The unique pharmacokinetic property of paliperidone ER raises several important questions related to adherence. Does the limited fluctuation in plasma level of the medication improve tolerability and will that translate to improvement in adherence in patients with schizophrenia? Does avoidance of the P-450 system reduce the potential for unwanted drug-drug interactions in real world settings? Is the dosing of paliperidone ER similar for slow versus fast metabolizers and those with hepatic impairment, as would be predicted by its limited hepatic metabolism? Does the limited hepatic metabolism reduce inter-patient variability in plasma level at any given dose secondary to limited first-pass metabolism? If so, does this improve the accuracy of clinician dosing which would in turn improve efficacy and tolerability and possibly adherence? Future research needs to address these important questions.
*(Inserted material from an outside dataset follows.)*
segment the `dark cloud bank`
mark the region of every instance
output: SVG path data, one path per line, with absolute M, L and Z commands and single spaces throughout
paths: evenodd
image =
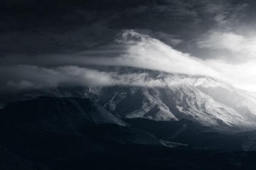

When choosing among available antipsychotics the important question is not whether one drug is better than the other but, rather, the efficacy attributes and side effect limitations of each drug, and how to dose appropriately each agent based on the diagnosis of the patient, stage of illness, and other factors such as concomitant therapy with potential for drug-drug interactions. This knowledge will surely enable us to make optimal risk benefit judgements when we choose among various available options for individual patients.
Footnotes
Disclosures
Dr Sharif is on the speakers’ bureau for Janssen, Bristol Myers Squibb, and AstraZeneca.